Cant keep my mouth shut thats why :Na_Na_Na_Na:


----------



## katie harris (Oct 20, 2010)

when i got my dog from RSPCA nearly 2 years ago my staffie was just recovering from this (demodectic mange) and its pretty easy to treat, anti biotics or a special medison and some special baths with a bathing solution and she was fine. so im pretty sure that this dog wouldnt look at bad as that if it was being treated properly or at all!!!


----------



## sarahc (Jan 7, 2009)

xXFooFooLaFluffXx said:


> i know you werent mark, just thought i might get an answer outta you cos i wasnt anywhere else :lol2:


well I only said poor Buster and that's what I think,been used for breeding,got a skin condition,lives in the garden and now he's out on his ear.The shocking bit is that they are promoting him as a stud dog a money maker,with a skin condition.Not caring people.Poor Buster.Any one decent would have him neutered and rehome him as a pet only and who parts with a pet that needs care and treatment anyway?Can't be arsed owners,not responsible loving owners.


----------



## oldtyme (Mar 16, 2008)

xXFooFooLaFluffXx said:


> have you got the facts off the person before slatin them? i mean, get them to show you any vet reports or get the vets number to talk about the skin condition?
> 
> am i bein stupid in failin to see whats so shockin about this ad? if they had said in perfect condition but had that pic with it then i would find it shockin. or am i bein thick here? please tell me if i am



i know the facts 

the dog has never been to a vets in its life, not even had its vaccinations
and only been treated with human hay fever tablets

wots so shockin about the advert is the owner thinks its ok to advertise a dog in that state and promoting its use as a stud dog and wants £750 in that condition and believes that dog is ok to be around children in the condition its in. i know i get told all the time im not in the real world, but is that the norm nowadays?

and if you the look there also got him up 4 stud at £100


----------



## pigglywiggly (Jul 19, 2008)

thats awful, poor boy, his `owner` needs a :censor: slap. have you got him home now?

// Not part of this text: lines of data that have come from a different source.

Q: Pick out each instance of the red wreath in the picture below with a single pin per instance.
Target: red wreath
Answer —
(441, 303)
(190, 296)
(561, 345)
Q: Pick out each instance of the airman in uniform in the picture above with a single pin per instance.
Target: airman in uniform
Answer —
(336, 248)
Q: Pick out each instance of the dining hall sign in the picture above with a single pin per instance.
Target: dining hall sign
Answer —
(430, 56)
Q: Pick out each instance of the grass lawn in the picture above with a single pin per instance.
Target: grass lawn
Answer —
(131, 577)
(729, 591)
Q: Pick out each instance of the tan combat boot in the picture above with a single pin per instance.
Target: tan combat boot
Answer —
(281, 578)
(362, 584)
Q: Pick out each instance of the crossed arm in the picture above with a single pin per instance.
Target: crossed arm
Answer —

wont advocate or stronghold kill all the mange mites etc ? its not that expensive to buy from the vets, i`ve just got some for my pup thats come with lots of extra livestock


----------



## oldtyme (Mar 16, 2008)

saxon said:


> It does say in the ads that they are 'giving' him away to a pet home.
> Maybe the price is just there because they thought they had to put one!
> 
> I'm sure Neil will let us all know the situation when/if he goes and picks him up.
> ...


no the price is the price 
the BDO paid for him 
he is now at Sussex and Bulldog Rescue.

i have dealt with various breed with similar skin problems not just bulldog

i have 2 rescue dog at my home now 1 cos of aggression issuse will be staying with me and 1 got skin issuse and need a op them will be looking 4 a home

just cos i dont talk about all the dogs i resuse dont mean i dont rescue


----------



## oldtyme (Mar 16, 2008)

pigglywiggly said:


> thats awful, poor boy, his `owner` needs a :censor: slap. have you got him home now?
> 
> wont advocate or stronghold kill all the mange mites etc ? its not that expensive to buy from the vets, i`ve just got some for my pup thats come with lots of extra livestock



not at my home 

he be on demedex wash


----------



## Rach1 (May 18, 2010)

which ones are your recues Neil?
and hows terra...
did you pick a name for the new lil lady?


----------



## oldtyme (Mar 16, 2008)

Rach1 said:


> which ones are your recues Neil?
> and hows terra...
> did you pick a name for the new lil lady?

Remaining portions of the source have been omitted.